With both price inflation and wage inflation still within the acceptable boundaries set, with oil prices feeding through to a shift in economic power and the heat having come out of London property prices, the need to increase borrowing rates has receded. The changes to stamp duty are a welcome revolution and well placed to kill off what can only be seen as the particularly risky money grabbing mansion tax.
The last five years has seen the sector take strides forward in the amount of information it gathers from customers and significant steps in ensuring that when an application is submitted to a lender it has the information required which allows the underwriting to be accurate. The professional intermediary’s job is now much more complex than before the great recession, requiring more knowledge, greater attention to detail and precision in execution.

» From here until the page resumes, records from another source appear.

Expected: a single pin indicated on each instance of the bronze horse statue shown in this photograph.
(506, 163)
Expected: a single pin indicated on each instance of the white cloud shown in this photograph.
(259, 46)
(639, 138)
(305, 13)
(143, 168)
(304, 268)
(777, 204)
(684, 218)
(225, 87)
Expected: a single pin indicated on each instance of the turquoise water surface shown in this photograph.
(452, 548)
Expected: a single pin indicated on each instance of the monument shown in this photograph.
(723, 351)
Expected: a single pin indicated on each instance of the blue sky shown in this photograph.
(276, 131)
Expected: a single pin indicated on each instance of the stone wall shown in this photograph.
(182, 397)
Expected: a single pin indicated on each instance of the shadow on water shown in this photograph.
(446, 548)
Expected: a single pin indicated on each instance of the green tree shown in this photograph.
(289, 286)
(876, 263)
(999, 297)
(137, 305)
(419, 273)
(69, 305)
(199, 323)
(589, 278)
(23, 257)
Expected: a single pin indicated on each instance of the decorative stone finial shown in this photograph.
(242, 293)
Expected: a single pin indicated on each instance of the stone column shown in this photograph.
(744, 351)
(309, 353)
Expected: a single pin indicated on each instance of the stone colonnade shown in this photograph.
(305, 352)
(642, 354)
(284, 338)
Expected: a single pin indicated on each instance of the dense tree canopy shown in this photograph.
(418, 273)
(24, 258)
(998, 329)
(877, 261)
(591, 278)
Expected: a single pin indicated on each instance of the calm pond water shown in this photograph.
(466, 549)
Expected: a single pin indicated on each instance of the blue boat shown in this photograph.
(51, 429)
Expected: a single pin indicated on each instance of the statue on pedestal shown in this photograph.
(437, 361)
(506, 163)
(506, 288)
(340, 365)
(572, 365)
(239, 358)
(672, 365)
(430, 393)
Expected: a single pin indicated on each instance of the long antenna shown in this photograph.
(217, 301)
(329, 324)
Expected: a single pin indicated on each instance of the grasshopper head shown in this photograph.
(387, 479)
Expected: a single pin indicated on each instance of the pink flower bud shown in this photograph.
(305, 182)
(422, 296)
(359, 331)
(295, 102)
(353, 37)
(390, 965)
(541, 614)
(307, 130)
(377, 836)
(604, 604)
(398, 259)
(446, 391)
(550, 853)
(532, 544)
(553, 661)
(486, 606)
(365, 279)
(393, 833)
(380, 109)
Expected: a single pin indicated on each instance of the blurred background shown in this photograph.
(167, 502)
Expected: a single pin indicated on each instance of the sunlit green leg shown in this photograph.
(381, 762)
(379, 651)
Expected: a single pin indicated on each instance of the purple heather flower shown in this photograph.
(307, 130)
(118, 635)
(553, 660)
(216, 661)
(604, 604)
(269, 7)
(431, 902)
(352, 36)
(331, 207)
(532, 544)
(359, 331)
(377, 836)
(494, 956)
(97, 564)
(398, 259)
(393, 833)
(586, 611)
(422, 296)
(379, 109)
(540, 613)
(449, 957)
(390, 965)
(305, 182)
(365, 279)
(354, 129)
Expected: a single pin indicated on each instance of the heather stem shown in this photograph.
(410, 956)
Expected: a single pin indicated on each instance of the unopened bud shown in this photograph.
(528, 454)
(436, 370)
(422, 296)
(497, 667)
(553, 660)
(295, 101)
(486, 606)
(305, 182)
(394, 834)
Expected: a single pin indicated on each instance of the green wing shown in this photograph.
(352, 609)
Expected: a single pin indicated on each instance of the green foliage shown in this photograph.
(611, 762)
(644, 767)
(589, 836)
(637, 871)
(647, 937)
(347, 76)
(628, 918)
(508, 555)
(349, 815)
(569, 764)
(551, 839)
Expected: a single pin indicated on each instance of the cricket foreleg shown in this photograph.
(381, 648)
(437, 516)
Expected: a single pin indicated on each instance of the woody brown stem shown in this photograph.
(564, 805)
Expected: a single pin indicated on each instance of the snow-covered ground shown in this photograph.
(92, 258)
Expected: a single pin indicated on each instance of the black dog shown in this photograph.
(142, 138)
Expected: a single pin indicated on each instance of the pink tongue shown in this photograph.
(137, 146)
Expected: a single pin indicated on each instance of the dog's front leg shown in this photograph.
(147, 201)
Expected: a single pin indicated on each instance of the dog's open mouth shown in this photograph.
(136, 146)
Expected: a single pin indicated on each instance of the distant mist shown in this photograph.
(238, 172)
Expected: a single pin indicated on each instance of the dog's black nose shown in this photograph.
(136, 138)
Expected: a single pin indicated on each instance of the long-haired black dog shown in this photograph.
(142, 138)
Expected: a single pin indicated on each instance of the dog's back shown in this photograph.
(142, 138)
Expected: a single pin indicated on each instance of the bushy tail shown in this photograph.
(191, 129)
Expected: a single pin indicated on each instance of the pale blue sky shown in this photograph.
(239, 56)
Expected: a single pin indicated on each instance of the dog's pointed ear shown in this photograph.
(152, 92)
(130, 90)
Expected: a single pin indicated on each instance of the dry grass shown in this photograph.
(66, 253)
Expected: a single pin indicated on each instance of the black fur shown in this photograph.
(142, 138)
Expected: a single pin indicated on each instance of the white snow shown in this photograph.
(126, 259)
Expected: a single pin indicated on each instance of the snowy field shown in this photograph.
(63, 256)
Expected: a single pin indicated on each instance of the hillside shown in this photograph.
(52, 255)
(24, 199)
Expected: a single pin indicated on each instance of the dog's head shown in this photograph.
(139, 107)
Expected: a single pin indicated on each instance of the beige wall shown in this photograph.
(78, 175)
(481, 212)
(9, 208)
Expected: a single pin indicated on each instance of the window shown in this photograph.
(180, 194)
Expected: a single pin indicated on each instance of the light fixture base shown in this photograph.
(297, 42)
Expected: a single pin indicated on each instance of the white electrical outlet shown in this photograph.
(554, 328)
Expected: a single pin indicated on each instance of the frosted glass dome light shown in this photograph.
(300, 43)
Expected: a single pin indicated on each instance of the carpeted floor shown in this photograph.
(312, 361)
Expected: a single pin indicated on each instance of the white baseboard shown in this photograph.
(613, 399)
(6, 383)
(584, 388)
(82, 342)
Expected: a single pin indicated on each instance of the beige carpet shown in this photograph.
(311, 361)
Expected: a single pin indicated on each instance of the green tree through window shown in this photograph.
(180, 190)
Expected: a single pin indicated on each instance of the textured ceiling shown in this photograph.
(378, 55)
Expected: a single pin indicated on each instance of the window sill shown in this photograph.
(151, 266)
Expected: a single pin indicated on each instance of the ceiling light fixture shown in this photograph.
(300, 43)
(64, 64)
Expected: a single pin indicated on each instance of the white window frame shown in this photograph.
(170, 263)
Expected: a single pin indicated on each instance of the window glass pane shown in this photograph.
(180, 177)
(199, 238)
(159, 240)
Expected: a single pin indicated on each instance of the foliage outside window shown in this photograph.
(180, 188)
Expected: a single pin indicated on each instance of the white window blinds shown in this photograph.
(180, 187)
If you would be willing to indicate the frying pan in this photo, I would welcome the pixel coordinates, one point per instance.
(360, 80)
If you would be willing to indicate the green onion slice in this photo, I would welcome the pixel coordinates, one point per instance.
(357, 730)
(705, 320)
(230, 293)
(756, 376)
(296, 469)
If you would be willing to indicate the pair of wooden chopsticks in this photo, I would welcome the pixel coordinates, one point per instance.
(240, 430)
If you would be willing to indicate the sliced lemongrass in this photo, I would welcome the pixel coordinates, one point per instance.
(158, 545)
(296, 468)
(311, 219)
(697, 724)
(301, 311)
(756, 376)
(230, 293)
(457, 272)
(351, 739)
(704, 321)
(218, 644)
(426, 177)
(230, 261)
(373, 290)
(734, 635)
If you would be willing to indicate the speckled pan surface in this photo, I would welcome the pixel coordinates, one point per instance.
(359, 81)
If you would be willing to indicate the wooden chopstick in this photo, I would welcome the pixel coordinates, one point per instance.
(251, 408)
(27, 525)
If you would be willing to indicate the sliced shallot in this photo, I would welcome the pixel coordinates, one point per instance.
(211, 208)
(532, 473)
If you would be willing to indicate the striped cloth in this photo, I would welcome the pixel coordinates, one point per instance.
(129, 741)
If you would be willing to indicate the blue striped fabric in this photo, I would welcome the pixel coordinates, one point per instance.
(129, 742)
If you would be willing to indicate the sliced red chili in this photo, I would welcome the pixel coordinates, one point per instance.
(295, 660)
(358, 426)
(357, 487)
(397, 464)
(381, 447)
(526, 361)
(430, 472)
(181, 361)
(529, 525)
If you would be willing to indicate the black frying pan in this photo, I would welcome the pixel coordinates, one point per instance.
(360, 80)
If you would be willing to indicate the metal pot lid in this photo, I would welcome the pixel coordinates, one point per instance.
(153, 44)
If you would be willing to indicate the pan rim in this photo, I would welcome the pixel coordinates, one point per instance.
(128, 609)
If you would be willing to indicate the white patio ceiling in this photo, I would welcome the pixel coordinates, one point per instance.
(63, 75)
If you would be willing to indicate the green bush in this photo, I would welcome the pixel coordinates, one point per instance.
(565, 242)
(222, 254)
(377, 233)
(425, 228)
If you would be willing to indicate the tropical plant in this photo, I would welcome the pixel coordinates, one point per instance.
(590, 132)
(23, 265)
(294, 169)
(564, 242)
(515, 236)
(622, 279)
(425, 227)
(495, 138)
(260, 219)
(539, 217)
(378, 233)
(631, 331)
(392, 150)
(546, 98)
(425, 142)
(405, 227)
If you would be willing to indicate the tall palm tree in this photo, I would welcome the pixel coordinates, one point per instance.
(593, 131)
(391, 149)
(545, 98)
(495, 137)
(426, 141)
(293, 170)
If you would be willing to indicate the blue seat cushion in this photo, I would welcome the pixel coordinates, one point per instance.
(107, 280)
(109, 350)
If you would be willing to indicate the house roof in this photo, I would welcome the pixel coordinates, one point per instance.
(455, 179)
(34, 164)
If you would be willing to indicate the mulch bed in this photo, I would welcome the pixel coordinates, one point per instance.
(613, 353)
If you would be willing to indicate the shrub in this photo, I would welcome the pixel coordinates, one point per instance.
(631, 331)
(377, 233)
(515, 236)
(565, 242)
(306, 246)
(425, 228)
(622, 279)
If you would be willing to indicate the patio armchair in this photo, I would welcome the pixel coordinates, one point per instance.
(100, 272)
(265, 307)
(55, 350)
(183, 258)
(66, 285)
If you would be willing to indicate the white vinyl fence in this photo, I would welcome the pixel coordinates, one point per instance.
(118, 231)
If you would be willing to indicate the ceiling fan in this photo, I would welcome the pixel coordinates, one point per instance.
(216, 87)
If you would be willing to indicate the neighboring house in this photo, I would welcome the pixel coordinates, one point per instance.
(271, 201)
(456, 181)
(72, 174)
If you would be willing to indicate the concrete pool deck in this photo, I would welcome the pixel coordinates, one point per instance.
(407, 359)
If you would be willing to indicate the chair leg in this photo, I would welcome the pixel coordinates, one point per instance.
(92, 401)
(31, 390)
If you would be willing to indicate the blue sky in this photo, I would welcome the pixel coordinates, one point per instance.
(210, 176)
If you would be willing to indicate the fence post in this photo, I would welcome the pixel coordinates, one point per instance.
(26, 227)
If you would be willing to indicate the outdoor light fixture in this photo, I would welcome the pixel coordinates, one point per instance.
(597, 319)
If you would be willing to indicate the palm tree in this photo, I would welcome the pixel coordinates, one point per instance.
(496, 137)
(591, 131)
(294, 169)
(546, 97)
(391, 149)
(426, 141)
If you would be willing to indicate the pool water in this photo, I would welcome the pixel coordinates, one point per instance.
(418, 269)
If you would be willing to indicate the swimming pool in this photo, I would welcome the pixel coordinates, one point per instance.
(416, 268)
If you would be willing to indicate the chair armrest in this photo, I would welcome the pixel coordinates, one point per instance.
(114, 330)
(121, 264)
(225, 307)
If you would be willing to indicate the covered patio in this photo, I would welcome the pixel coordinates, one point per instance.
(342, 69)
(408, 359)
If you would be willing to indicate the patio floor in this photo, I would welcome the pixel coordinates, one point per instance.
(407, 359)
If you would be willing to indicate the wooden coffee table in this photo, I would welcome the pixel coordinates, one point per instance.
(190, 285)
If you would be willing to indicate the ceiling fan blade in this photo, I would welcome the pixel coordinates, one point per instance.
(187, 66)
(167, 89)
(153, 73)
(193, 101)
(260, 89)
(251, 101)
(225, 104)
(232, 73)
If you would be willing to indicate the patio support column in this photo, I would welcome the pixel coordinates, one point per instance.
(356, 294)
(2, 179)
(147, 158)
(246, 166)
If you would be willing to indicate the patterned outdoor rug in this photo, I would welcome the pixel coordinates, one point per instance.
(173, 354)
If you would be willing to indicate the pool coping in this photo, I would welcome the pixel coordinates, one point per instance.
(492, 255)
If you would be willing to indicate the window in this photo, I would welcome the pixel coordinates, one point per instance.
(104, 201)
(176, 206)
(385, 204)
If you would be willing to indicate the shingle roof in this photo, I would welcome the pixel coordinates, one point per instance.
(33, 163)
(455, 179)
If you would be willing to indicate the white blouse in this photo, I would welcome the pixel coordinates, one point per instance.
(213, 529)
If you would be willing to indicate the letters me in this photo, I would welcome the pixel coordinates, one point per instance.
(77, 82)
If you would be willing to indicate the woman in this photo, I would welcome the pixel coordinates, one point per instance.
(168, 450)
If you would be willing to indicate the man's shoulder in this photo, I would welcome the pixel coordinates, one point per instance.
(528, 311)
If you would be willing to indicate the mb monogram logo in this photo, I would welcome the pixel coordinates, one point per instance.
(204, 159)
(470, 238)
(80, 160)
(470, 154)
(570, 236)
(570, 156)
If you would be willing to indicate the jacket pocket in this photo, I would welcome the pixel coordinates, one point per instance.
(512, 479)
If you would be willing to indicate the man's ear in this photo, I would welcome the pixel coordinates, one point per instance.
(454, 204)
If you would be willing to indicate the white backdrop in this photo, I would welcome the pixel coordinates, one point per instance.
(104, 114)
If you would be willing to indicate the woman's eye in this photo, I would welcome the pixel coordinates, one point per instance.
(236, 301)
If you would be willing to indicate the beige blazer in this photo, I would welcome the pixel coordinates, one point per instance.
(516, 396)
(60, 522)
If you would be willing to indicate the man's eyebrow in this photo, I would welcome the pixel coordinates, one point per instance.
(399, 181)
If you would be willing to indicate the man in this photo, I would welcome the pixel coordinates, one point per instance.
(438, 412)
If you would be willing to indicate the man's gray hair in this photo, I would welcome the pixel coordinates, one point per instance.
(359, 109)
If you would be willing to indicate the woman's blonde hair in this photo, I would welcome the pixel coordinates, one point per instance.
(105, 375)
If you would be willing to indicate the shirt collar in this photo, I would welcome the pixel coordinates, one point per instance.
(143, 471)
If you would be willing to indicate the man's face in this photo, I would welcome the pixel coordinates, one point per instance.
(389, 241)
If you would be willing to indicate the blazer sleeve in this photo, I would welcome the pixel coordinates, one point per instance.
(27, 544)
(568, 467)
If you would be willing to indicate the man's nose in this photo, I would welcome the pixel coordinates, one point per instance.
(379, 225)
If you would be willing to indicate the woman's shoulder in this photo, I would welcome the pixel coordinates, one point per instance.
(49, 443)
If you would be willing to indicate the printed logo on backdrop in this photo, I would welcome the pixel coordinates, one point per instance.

Because of this, lenders are increasing procuration fees. This is because they are increasingly able to see the benefits of good intermediated business. It is not an attempt to buy business. This is more than a reward for better quality. It is recognition that there is value in profitable brokers who can invest in their future and that of the industry. It is awareness that the cost and risk associated with the advice given is significant and that even 0.4% of the value of a loan is little compensation for the time to execute the transaction, never mind the legacy risk associated with the advice on what is a product that last for more than 25 years. The regulatory burden is not going to reduce.

What is most obvious are the great deals currently being offered by lenders. These are at rates and fees which most thought we would never see. Given the possibility that we could be in this low interest rate environment for some time, consumers have never needed advice as much as they need it now. What has happened is that the new regime being imposed on banks by their prudential regulators means that for many the real sweet-spot for future growth in capital terms is UK residential mortgages. There are some significant growth targets in business plans for 2015 and beyond. This means that good brokers will need to engage with consumers who fit the criteria and get them across the line to complete on the loan.

We have to be careful around Buy-to-Let however. The industry must keep LTV’s at sensible levels and not allow “pay-rates” to drift downwards. Acting responsibly is necessary to avoid regulators needing to intervene. Indeed the need to maintain an active private rented sector is core to the interest of our industry and we must not take actions that would encourage removal of the tax allowances which make this an effective market and is currently fulfilling a real social need.